6 May 2000 | by (Syracuse, NY) – See all my reviews

Watching "Staying Alive" will do that to you. A truly perplexing movie it raises all sorts of questions like "Why was this thing made?" and "Why would Travolta do this?" I guess those were pretty lean years for Barbarino, so we should cut him some slack. Now Sylvester Stallone, he should have known better.

"Staying Alive" is the sequel to the hit, and FAR superior movie, "Saturday Night Fever." This film is hardly a sequel people were crying out to see, and it doesn't surprise me in the least that it's a very obscure movie.

Travolta reprises his "Fever" role, as Tony Manero, the big-haired, tight-clothes, bad-accented dancer from Brooklyn. On his own and trying to make it as a dancer, he works his hardest to become a big star. Does he make it? Well you have to watch, and let me tell you it's a riveting ride.

Or not. "Alive" is a terribly funny movie, for all the wrong reasons. The play Tony ends up in is a particular highlight. Called "Satan's Alley," it's a man's descent into hell, full of laser lights, mist, and scantily clad women. This is the first Broadway movie I had heard of that was totally dancing, no singing, speaking, or character development. Kudos to the fact checker for the film, who had obviously seen a lot of Broadway shows.

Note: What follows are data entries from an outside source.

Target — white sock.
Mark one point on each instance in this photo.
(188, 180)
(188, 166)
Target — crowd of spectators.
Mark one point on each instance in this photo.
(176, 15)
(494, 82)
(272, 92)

Even "Cats" was more coherent than that piece of crap.

But the real highlight is Travolta himself. As directed by Stallone, he bears more than a passing resemblance to Rambo in almost every scene of consequence. Every single time the guy dances in the movie one of two things happen. Either A) he gets really sweaty and greasy, or B) you get tons of shot of his disgusting package. Those dance pants are WAY too tight.

"Staying Alive" is a bizarre movie. You get the feeling Stallone and the rest of the crew thought they were making an incredible movie. It shows in every self-obsessed frame of this film; it takes itself way too seriously and ends up looking absolutely ridiculous. Recommended for fans of ridiculously poor movies.